The 'man ban' on planes is absurd. By the same logic, we shouldn't allow men to work in any professions where they might find themselves in close proximity to young children, e.g. teaching, childcare, paediatrics, dentistry, music tuition, the priesthood, etc. Tracey Spicer’s article is a classic example of paranoia and hysteria taking the place of reason. There is an element of risk in everything we do. Do your children ever catch the bus to school, Tracey? What if they sit next to a man who turns out to be a you know what? What if the hairdresser is a man? What about the football coach? The swimming instructor? Where does it end? Men! They’re everywhere! Better just keep your children at home all the time, Tracey. Also, some very uninformed comments here. It is not true that children fly unaccompanied because of divorced parents. We are an ‘intact’ family and my kids fly unaccompanied to visit family and friends interstate – it’s a great adventure for them, they love it, and there’s never been a problem. And what’s with all the ‘child hating’ comments? Apart from a few crying babies, I’ve never been bothered by kids on a flight.

Monty | 02 May 2014  

Well Monty, funny you should say that - the stigma and suspicion towards men in certain professions actually does mean that men are less likely to become primary school teachers, for fear that even patting a child on the back may be seen as a sexual advance. It's ironic that people who overtly expression affection in an open and tactile way towards children are the one's least likely to even consider children in a sexual way. Most depraved sexual conduct is psychotic behaviour stemming from neurotic repression - and that's what our society is producing more and more of.

AURELIUS | 02 May 2014  

Presumably the woman was wearing chardor because of similar assumptions about behaviour based on gender made by her culture.

chris g | 02 May 2014  

Did I read this correctly? Spicer has one data point for assault on planes, from Kansas of all places, and she extrapoltes to all men? But I agree with her on one point: I wouldn't want her kids sitting next to me.
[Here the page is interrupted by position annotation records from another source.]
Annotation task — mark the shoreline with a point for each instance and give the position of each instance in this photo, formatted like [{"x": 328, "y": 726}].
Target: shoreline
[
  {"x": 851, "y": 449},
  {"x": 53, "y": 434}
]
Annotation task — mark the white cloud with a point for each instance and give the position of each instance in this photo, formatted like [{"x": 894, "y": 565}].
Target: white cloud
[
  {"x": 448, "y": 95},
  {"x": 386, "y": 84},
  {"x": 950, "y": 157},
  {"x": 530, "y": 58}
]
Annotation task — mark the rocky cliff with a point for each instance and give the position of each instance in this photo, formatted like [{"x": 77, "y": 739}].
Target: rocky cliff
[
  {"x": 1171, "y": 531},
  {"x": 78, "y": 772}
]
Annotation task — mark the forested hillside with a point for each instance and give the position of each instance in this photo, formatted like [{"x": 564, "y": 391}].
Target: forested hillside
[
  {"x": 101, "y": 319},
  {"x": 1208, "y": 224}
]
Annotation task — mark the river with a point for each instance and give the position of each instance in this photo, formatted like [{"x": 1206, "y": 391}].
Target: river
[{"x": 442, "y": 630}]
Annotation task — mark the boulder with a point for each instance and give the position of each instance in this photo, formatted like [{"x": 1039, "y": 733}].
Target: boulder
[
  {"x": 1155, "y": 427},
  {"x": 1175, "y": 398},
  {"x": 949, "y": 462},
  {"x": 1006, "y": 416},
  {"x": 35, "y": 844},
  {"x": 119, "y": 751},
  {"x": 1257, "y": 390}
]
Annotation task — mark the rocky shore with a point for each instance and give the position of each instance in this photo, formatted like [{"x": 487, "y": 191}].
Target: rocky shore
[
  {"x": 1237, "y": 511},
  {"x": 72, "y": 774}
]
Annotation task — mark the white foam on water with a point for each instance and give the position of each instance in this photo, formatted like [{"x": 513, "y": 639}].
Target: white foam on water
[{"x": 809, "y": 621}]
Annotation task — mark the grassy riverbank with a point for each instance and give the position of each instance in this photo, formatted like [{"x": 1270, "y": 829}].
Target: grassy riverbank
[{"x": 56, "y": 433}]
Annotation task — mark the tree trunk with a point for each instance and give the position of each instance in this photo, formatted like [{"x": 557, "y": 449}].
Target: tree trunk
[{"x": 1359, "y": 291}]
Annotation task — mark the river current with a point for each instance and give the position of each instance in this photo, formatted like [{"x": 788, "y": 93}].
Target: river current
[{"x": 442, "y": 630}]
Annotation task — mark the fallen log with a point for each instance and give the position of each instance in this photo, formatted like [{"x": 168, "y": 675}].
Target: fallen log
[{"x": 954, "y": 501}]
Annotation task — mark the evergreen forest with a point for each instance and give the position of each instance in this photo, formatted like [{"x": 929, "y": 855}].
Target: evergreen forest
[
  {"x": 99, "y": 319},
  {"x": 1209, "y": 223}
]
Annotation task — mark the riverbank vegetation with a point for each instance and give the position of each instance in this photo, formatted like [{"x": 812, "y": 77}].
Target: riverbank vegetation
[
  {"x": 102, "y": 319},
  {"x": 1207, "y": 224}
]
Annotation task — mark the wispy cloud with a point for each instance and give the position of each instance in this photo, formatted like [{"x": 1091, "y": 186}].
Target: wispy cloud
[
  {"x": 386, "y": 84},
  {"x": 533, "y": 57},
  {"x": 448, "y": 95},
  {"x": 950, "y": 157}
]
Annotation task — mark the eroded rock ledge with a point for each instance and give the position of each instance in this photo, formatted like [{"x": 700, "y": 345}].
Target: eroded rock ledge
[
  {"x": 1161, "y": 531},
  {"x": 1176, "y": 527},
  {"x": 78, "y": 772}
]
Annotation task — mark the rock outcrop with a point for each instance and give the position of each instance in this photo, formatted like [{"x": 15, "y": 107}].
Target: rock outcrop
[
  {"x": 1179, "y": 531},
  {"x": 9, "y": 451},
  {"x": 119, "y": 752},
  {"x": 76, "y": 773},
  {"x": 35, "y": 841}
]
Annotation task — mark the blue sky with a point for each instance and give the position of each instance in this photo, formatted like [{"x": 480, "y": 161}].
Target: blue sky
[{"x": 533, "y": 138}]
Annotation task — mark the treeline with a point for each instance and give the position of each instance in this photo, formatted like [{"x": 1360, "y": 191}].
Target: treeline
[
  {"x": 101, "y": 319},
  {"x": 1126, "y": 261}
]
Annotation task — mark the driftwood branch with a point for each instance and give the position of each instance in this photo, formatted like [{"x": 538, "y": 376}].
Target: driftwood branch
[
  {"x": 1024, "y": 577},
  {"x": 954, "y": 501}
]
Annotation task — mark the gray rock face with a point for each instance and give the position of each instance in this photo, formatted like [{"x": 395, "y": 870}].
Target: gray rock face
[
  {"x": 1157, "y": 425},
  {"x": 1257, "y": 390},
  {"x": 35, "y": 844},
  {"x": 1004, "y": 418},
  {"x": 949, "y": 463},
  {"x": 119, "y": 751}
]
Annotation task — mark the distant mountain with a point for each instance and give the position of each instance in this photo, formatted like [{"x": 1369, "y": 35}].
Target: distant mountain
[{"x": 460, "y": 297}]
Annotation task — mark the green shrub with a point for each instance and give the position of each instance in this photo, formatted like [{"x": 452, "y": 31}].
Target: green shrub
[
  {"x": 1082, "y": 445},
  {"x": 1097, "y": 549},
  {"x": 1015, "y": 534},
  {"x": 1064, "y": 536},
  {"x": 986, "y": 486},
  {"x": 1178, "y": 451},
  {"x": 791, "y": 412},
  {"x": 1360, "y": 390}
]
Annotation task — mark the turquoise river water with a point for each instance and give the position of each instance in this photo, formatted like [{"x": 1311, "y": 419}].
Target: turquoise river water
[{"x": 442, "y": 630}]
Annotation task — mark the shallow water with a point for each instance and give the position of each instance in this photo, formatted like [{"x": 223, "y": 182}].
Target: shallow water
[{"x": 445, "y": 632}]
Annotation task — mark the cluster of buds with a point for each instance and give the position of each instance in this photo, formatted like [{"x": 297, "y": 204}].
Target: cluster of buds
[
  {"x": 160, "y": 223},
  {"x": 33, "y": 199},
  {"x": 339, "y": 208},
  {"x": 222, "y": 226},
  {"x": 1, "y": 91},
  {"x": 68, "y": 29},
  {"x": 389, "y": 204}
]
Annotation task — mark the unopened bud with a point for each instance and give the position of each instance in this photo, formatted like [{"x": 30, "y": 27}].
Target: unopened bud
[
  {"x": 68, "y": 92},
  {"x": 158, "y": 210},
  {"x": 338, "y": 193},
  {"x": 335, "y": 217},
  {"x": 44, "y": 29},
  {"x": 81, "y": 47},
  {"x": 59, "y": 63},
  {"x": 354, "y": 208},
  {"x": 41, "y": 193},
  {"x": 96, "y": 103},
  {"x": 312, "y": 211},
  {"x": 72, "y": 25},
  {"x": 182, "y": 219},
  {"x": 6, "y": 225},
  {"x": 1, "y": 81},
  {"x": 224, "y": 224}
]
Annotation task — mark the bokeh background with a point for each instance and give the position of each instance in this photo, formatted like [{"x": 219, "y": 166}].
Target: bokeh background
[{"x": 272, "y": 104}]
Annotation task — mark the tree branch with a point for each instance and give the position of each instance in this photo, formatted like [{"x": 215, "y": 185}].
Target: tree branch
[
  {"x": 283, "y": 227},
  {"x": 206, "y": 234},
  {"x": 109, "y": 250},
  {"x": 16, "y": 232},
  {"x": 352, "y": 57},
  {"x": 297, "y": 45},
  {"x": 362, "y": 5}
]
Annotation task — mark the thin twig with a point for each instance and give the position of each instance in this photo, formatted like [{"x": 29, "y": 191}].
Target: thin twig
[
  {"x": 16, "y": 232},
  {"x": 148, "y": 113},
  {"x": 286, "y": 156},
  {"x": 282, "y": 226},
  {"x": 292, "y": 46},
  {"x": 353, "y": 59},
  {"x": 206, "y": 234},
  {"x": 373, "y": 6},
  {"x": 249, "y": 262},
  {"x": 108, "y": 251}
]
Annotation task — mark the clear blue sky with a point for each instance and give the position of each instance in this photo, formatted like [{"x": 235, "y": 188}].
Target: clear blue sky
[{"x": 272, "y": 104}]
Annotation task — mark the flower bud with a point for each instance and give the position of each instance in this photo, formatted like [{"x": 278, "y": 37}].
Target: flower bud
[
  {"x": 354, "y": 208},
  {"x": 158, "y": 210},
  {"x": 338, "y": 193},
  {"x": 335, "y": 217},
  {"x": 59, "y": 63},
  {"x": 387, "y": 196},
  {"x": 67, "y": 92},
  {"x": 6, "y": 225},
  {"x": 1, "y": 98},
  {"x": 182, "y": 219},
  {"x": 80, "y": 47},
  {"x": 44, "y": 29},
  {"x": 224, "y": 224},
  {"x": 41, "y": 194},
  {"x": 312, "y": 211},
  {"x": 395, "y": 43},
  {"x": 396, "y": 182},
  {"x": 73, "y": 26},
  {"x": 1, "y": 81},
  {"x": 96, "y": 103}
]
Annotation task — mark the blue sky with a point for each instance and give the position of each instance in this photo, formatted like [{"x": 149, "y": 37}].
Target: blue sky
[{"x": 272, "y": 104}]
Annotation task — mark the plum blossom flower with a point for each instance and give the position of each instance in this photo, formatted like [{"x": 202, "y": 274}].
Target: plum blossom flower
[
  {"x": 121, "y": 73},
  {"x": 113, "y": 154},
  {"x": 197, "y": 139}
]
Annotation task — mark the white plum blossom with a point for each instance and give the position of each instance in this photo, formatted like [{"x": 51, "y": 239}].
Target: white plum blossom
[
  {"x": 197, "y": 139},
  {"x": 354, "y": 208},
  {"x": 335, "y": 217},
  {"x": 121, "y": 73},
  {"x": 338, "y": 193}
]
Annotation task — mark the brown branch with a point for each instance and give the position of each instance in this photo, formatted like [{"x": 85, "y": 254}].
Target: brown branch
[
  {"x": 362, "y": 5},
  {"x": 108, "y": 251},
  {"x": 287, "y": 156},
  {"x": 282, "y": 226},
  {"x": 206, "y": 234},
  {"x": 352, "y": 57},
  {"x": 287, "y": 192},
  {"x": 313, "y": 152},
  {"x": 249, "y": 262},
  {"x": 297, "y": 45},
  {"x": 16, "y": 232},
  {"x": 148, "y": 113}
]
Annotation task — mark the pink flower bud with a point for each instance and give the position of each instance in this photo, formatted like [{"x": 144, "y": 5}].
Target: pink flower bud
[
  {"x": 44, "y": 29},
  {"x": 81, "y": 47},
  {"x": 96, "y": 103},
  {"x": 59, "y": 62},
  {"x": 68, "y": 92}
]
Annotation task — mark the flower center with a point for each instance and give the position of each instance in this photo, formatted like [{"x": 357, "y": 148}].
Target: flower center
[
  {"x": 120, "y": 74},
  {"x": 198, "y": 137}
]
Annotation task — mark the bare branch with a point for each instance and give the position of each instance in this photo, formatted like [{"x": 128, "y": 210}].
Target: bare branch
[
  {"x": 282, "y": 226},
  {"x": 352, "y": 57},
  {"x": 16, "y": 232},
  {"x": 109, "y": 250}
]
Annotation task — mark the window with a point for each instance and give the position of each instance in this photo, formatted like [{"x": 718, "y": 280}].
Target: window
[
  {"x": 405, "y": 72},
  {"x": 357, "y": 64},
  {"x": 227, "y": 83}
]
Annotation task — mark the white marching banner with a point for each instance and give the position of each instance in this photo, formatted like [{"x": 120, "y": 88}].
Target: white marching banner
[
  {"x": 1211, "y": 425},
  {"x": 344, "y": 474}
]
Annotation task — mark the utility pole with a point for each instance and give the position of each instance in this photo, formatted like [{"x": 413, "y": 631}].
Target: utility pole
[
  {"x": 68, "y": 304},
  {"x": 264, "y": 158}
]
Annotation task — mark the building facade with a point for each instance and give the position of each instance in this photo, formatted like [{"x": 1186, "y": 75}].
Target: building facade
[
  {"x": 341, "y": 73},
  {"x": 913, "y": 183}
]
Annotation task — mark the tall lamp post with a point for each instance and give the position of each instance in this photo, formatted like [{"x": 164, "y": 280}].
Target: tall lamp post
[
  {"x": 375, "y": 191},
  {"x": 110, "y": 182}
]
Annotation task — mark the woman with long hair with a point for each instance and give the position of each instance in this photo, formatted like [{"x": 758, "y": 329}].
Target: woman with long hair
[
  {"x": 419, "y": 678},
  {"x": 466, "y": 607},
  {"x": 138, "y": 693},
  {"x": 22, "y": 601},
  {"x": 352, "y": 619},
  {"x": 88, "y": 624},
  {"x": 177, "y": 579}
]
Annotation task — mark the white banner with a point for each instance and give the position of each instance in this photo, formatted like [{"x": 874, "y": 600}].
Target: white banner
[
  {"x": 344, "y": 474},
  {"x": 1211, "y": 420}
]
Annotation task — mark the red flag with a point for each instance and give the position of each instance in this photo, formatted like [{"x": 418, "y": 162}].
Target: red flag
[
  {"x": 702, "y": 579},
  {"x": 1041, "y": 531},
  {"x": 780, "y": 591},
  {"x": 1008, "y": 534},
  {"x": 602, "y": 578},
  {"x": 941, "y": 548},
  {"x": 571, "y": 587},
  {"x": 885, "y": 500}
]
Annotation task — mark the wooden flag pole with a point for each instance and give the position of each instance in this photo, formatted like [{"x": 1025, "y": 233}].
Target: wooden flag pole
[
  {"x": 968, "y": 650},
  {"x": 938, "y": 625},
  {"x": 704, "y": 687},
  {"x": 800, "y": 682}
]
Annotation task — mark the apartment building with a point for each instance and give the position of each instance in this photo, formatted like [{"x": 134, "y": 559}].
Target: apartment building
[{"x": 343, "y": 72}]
Simon Crase | 05 May 2014  

Well said indeed, Catherine. Wasn't it good to see that, in the print media anyway, there was little or no support for Tracey Spicer's notion. Perhaps we're not all hysterical yet!

Joan Seymour | 05 May 2014  

Naive in the extreme. I'm a bloke... and I wouldn't dream of sitting next to a child on an unaccompanied flight. I get the stats.

Tim | 17 May 2014  

Only a feminist could come up with "men have male privilege" after talking about how men are treated like child molesters for being born male.